Policyholders are required to notify the insurer without undue delay once a (potentially) insured event occurs22 and have to provide the insurer with any information or document required to establish the insured event or the extent of the insurer’s obligation to pay.23 The notice is to be addressed either to the insurer directly or to an authorised agent or broker responsible for the contract. When more than one insurance company is involved, notice to the lead insurer may suffice, depending on the terms of the contract. In addition to these general stipulations of the VersVG, the insurance conditions often contain further contractual rules in connection with providing notice. These may include definite time limits or form requirements. The notice itself does not have to contain an in-depth description of the event.
Where the conditions set out in the policy are not met, the insurer will usually deny coverage pursuant to Section 12 VersVG. Such a denial of coverage generally starts the three-year limitation period. One particularity of Austrian Insurance Contract law in this regard concerns the ‘qualified denial of coverage’ pursuant to Section 12 Paragraph 3 VersVG, which, provided all formal conditions are met, triggers a one year cut-off period. In this case, the insured has to bring a claim before a competent court before the end of this cut-off period, otherwise the insured is precluded from asserting the claim for coverage against the insurer once and for all.
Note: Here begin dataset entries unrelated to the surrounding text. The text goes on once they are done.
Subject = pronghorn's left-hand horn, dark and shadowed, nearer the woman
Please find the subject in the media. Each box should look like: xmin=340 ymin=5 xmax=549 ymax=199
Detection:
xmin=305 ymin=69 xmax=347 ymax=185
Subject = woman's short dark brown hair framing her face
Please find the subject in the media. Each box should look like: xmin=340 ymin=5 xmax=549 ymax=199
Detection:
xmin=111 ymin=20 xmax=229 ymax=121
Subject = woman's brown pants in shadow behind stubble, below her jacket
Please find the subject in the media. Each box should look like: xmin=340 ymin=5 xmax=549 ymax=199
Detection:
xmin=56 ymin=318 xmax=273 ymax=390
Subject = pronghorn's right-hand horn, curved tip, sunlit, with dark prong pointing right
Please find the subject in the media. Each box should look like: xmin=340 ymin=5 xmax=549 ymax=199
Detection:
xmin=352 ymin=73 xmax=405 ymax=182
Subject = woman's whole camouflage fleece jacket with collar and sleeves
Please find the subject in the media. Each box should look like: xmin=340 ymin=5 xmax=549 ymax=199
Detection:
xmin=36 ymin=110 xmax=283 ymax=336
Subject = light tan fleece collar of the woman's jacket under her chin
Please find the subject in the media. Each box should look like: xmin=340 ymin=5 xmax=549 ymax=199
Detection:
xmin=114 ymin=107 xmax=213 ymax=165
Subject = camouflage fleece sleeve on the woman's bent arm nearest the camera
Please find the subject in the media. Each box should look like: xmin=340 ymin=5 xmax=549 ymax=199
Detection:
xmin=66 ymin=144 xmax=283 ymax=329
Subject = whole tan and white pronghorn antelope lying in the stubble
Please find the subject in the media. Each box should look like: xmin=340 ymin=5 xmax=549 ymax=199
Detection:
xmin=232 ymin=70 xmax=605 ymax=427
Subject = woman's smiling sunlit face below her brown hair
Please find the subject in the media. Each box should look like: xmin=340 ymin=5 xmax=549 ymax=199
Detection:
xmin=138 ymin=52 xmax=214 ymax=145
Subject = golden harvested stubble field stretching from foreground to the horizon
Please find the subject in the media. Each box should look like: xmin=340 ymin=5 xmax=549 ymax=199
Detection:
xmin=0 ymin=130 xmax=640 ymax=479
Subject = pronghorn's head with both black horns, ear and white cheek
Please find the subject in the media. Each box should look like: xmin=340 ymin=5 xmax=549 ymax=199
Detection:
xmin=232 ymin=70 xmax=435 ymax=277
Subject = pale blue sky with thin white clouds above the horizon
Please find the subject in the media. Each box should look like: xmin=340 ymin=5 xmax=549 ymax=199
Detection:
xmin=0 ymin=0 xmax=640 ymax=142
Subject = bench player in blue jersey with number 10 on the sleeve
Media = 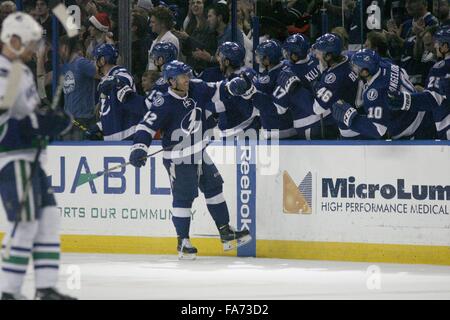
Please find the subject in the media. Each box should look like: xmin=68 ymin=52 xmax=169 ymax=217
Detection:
xmin=333 ymin=49 xmax=432 ymax=139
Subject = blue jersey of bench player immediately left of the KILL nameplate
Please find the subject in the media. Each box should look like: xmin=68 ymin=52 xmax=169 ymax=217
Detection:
xmin=252 ymin=62 xmax=297 ymax=139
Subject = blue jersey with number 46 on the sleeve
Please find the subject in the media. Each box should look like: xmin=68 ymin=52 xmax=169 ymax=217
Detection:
xmin=313 ymin=56 xmax=359 ymax=138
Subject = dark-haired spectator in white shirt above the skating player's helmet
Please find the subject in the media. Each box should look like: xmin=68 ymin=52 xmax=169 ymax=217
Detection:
xmin=147 ymin=6 xmax=180 ymax=70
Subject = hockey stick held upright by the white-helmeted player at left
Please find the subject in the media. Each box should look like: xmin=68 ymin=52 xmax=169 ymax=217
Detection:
xmin=0 ymin=1 xmax=78 ymax=259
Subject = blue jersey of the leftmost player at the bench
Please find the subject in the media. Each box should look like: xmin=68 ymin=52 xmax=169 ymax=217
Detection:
xmin=100 ymin=66 xmax=147 ymax=141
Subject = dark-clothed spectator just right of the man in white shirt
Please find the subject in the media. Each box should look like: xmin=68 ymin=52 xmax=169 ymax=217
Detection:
xmin=174 ymin=0 xmax=217 ymax=74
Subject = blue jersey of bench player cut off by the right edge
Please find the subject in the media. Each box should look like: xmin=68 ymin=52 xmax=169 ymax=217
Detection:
xmin=410 ymin=57 xmax=450 ymax=140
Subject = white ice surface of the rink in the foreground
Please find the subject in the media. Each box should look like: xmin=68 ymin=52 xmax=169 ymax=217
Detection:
xmin=15 ymin=254 xmax=450 ymax=300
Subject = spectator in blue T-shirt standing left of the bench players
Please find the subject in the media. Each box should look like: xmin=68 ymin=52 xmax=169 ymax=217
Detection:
xmin=59 ymin=36 xmax=97 ymax=140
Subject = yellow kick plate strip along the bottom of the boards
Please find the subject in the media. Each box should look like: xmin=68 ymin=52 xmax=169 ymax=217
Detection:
xmin=0 ymin=233 xmax=450 ymax=266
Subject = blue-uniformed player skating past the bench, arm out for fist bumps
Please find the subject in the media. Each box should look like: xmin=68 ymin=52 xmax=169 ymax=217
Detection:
xmin=130 ymin=60 xmax=251 ymax=259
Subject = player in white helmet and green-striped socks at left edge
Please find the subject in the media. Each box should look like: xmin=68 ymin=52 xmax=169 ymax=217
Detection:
xmin=0 ymin=12 xmax=73 ymax=300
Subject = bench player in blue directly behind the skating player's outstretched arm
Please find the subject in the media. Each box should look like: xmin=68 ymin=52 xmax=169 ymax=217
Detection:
xmin=212 ymin=42 xmax=260 ymax=137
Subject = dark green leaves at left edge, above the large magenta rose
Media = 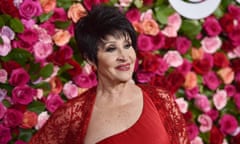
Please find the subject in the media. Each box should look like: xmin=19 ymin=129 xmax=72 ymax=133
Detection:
xmin=1 ymin=48 xmax=32 ymax=66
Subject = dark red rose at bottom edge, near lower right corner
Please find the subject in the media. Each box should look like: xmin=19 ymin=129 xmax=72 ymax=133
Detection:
xmin=209 ymin=126 xmax=224 ymax=144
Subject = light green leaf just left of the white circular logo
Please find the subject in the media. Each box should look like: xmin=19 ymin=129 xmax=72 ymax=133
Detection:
xmin=154 ymin=5 xmax=174 ymax=24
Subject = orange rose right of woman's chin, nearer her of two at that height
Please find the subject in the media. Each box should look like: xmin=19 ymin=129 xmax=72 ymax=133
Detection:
xmin=183 ymin=72 xmax=197 ymax=89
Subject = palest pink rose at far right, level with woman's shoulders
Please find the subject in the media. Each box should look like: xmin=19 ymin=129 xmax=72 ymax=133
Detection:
xmin=213 ymin=90 xmax=227 ymax=110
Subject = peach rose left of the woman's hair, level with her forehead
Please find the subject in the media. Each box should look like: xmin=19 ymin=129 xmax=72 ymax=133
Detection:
xmin=53 ymin=30 xmax=71 ymax=46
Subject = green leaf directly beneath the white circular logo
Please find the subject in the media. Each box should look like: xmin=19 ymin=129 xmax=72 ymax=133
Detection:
xmin=179 ymin=19 xmax=202 ymax=39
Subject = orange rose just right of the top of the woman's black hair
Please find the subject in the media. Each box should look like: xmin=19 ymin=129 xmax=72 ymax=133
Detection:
xmin=142 ymin=19 xmax=160 ymax=36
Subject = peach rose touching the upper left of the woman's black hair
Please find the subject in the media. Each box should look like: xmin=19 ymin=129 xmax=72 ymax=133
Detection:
xmin=68 ymin=3 xmax=87 ymax=23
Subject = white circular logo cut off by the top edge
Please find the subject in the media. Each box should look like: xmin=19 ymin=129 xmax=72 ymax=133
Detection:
xmin=169 ymin=0 xmax=221 ymax=19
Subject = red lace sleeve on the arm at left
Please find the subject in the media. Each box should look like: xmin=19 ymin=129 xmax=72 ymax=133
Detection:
xmin=29 ymin=105 xmax=72 ymax=144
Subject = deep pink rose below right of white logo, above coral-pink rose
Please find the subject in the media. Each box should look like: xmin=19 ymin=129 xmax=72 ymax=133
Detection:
xmin=203 ymin=16 xmax=222 ymax=36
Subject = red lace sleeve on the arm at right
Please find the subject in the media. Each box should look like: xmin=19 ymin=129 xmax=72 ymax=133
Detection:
xmin=157 ymin=89 xmax=189 ymax=144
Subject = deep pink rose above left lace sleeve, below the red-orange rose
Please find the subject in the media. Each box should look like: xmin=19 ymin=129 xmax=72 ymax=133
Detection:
xmin=46 ymin=94 xmax=64 ymax=113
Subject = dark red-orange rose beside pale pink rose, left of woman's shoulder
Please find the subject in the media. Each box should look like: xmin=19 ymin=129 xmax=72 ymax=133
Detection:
xmin=50 ymin=77 xmax=63 ymax=94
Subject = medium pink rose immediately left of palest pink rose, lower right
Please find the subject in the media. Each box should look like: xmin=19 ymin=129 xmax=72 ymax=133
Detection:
xmin=195 ymin=94 xmax=211 ymax=112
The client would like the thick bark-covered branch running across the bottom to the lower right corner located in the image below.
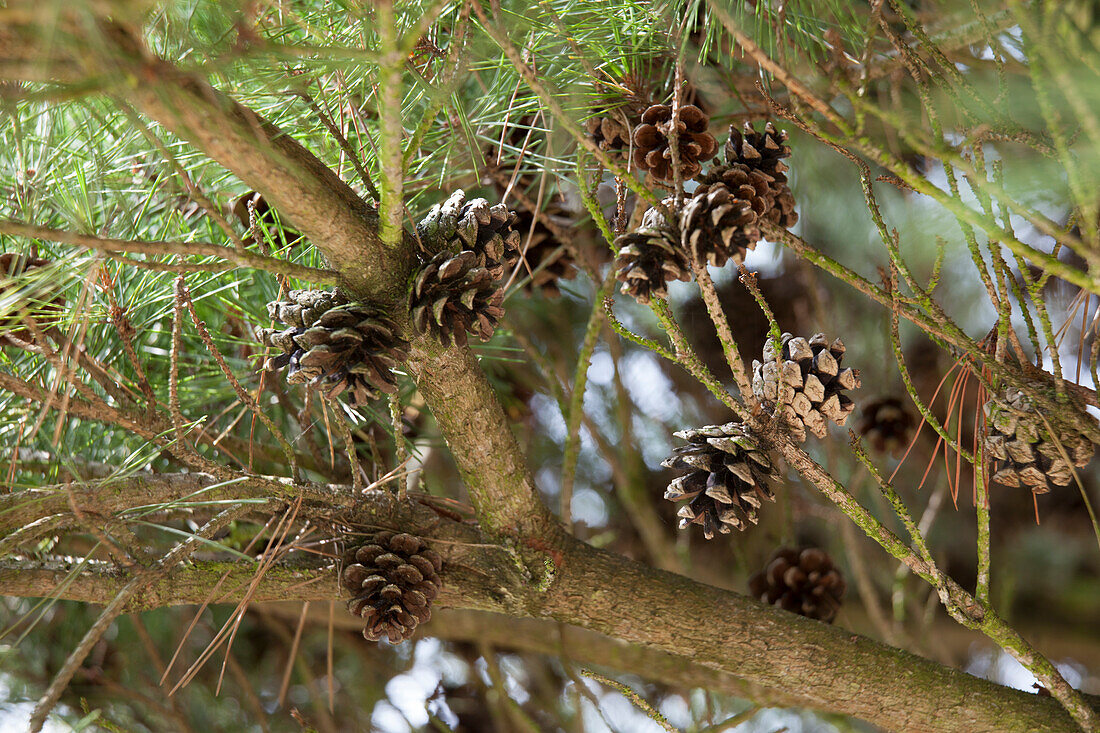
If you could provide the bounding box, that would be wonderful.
[0,479,1086,732]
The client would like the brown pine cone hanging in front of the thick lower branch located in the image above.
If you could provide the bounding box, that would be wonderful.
[340,532,443,644]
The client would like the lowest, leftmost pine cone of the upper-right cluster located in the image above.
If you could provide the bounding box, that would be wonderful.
[613,209,691,304]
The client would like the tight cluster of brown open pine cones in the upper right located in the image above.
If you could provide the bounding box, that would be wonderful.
[600,115,799,304]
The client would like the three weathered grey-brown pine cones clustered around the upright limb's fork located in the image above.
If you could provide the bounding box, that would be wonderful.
[259,189,519,405]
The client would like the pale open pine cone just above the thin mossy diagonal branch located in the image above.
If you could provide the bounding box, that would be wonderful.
[752,333,860,442]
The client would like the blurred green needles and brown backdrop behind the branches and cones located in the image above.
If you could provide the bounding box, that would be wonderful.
[0,0,1100,732]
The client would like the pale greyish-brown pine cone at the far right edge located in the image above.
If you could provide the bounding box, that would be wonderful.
[982,389,1093,494]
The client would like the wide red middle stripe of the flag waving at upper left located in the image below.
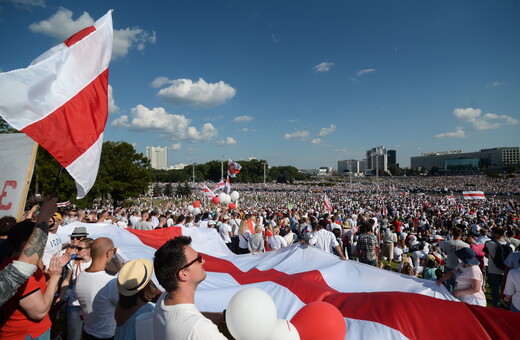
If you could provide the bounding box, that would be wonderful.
[22,69,108,168]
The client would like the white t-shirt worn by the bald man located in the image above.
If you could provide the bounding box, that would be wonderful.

The reasons for the emergence of insurance disputes and subsequent court proceedings are manifold. Many insurance-related causes of actions relate to an insured’s reluctance to accept a denial of coverage. Building on the depictions above, the vast majority of insurance disputes (not necessarily specific to Austria) stem from the diametrical interpretation of insurance policies by the parties involved, especially as the complexity of policy wordings has grown considerably in recent years. This very general and common problem of a provision’s unintentional room for interpretation is sometimes amplified by an idiosyncrasy of the Austrian insurance market. As already stated in the introduction, insurance conditions are often not tailor-made for the Austrian market in what would be a costly and time-consuming process, but rather are copied from other jurisdictions and only adapted cursorily. The fact that many insurance products have become more elaborate and complex owing to legal and market developments adds to the problem – this is especially true with respect to financial lines policies and industry insurance. Of course, many insurance-related disputes also concern the existence and legal consequences of breaches of obligations and duties by the insureds under the policy concerned (e.g., a subsequent rescission of the insurance contract or a possible revocation of cover by the insurer).
Litigation regarding reinsurance disputes rarely occurs; at this level, disputes are regularly settled amicably out of court.